Top
Items
on Right side of screen:
Note that
not all the items below will appear on every screen; the page contents
will depend on the patient's age and Target Tooth, as well as other
selections you make.
Fluoride
products are used:
This includes
fluoridated water, supplements, toothpaste, oral rinses, or gels. Check
if this is true.
Liquids
other than water are given in the crib or bed:
Check the
box if this is true for this patient.
Mother
has active decay or history of >8 (more than 8) proximal or root fillings:
Check the
box if this is true for this patient.
Older
siblings have active caries or restorations:
Check the
box if this is true for this patient.
Has
a fixed orthodontic appliance:
Fixed orthodontic
appliances excludes plastic retainers. Any appliance that the patient
can remove is excluded. Only appliances that the patient cannot remove
are included. These are the traditional “braces” with bands
and brackets attached to the teeth and wires attached to the brackets.
Check if this is true.
Top
Experiences
dry mouth:
At this
time this is a subjective judgement of the dentist or patient. Simple
clinical tests to diagnose "dry mouth" are generally not done
in the United States. Check if this is true.
Bruxes,
grinds, or clenches – OR – Symptoms of habits like occlusal
or incisal wear, tooth facets, or cervical wear exist:
This is
identified by observing the wear patterns on the teeth. Flat spots on
the biting surfaces and possibly root surface defects are indicative
of bruxing, grinding, or clenching. The patient might be aware of these
habits, with the dentist becoming aware when the patient’s history
is reviewed. Check if this is true.
Has
a pierced tongue, or oral habits like eating ice, playing a musical instrument
with a mouthpiece, or opening a bottle with the teeth:
This includes
any oral habit that places excessive stress on the teeth, such as nail
biting or chewing on a pencil. It refers to habits that can actually
break teeth. (An example of a habit not included here
is thumbsucking, which can move teeth. This is undesirable, but not
within the scope of decay and gum disease.) Check if this is true.
Has
had a major change in health (heart attack, stroke, etc.) during the past
12 months:
Check the
box if this is true for this patient.
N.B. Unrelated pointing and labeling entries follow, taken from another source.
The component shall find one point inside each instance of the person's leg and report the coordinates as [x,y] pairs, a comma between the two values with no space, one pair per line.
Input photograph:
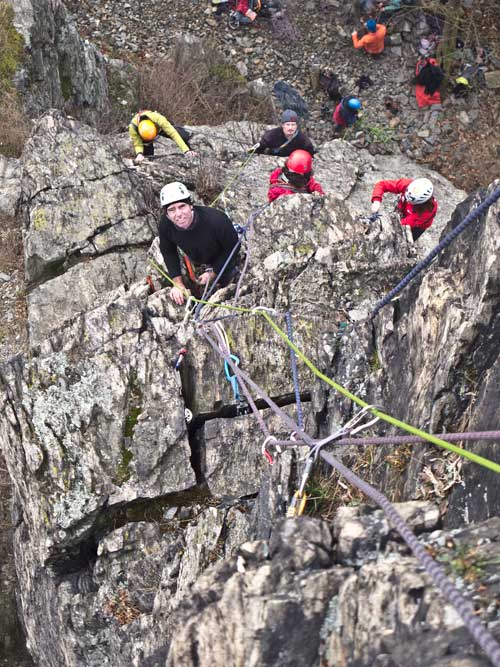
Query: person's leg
[416,232]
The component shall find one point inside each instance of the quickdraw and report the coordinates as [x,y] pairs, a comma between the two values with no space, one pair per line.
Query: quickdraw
[299,498]
[265,452]
[242,407]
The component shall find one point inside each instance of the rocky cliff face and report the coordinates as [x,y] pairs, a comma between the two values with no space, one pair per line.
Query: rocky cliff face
[61,70]
[142,540]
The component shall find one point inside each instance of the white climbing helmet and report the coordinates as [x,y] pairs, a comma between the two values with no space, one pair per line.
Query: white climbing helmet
[419,191]
[173,192]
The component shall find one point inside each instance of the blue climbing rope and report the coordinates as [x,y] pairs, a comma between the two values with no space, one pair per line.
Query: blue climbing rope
[232,378]
[295,374]
[470,217]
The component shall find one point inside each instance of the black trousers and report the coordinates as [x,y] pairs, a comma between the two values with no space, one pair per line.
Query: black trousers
[416,232]
[149,148]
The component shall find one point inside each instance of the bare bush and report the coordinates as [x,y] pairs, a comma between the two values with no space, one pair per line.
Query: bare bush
[201,90]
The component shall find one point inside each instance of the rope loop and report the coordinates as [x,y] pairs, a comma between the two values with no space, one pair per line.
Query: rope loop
[265,452]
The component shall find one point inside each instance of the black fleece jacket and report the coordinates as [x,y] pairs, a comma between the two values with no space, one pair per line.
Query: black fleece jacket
[271,141]
[209,240]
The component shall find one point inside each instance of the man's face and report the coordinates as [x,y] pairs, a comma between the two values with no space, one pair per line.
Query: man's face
[181,214]
[289,129]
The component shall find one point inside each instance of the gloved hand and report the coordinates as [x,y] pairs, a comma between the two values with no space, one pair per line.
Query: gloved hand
[206,277]
[177,295]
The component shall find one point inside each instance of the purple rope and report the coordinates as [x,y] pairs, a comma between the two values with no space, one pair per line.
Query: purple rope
[477,629]
[402,439]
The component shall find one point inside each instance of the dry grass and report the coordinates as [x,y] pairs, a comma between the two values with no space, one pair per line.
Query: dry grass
[14,126]
[327,490]
[200,90]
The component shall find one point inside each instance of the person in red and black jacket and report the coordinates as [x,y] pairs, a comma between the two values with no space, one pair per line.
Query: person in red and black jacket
[295,177]
[247,10]
[416,205]
[283,140]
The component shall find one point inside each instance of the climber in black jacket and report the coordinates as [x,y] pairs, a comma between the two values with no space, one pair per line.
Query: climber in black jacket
[206,235]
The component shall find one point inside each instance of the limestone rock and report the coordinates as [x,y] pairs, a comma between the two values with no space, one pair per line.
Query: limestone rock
[64,68]
[10,185]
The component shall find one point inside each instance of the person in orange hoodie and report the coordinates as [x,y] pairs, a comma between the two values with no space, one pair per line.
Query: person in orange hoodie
[373,41]
[295,177]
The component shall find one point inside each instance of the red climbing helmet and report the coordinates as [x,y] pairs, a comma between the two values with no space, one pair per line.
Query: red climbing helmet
[300,162]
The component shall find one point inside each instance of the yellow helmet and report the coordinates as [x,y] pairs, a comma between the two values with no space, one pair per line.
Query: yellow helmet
[147,130]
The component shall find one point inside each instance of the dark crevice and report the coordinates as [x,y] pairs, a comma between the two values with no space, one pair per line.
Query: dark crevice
[72,186]
[232,410]
[60,267]
[81,556]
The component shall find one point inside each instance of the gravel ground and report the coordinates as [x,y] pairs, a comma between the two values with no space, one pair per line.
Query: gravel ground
[458,141]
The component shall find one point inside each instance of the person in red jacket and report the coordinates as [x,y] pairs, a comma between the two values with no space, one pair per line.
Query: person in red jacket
[295,177]
[416,205]
[373,41]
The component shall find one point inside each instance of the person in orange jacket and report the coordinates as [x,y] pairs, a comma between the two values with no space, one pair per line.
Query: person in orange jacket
[416,205]
[295,177]
[373,41]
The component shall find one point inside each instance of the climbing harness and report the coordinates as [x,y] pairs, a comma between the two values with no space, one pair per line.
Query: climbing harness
[299,498]
[264,449]
[354,425]
[177,368]
[480,633]
[180,357]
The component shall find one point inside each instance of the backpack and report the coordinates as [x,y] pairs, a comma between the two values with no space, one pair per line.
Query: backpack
[289,98]
[330,82]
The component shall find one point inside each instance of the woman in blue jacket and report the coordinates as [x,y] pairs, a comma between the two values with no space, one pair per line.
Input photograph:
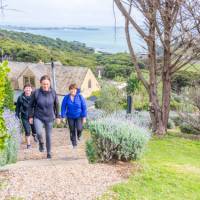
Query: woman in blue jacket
[74,109]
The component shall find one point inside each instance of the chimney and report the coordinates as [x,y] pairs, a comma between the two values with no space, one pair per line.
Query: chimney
[53,74]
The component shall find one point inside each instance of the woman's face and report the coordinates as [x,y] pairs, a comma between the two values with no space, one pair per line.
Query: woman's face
[45,84]
[73,92]
[28,91]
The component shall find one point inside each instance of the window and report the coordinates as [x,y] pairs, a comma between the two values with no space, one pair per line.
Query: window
[29,79]
[89,84]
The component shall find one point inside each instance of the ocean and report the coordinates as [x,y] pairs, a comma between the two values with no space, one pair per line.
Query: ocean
[104,39]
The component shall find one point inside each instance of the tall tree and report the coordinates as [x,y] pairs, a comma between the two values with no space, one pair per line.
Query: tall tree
[173,27]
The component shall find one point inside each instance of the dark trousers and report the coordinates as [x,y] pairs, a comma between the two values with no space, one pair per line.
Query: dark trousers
[48,126]
[28,128]
[75,127]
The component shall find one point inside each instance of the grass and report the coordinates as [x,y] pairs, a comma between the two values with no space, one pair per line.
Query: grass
[170,171]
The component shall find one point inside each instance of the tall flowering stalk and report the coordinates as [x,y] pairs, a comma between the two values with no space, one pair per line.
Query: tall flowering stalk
[3,78]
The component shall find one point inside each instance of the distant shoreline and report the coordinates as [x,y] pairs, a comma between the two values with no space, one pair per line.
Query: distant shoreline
[48,28]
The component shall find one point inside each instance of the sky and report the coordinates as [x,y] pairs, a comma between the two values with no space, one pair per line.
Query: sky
[61,13]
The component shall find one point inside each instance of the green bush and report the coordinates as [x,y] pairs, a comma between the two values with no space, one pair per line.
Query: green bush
[3,80]
[186,128]
[177,121]
[170,124]
[9,97]
[113,139]
[110,99]
[9,154]
[91,151]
This includes any change in health
which has a major impact on the patient's life, including a heart attack,
stroke, diagnosis of a major kind of cancer or some other disease or
condition with similar impact on the patient's health.
Number
of times per day snacks or beverages containing sugar are consumed between
meals:
You are
asked to select either “5 or more” or “4 or less.”
As you know, you may need to clarify for your patient what is included
here (e.g. an apple, a glass of milk, and pretzels all contain sugar),
as a parent may assume the only kind of “snacks containing sugar”
you are asking about are candies or desserts.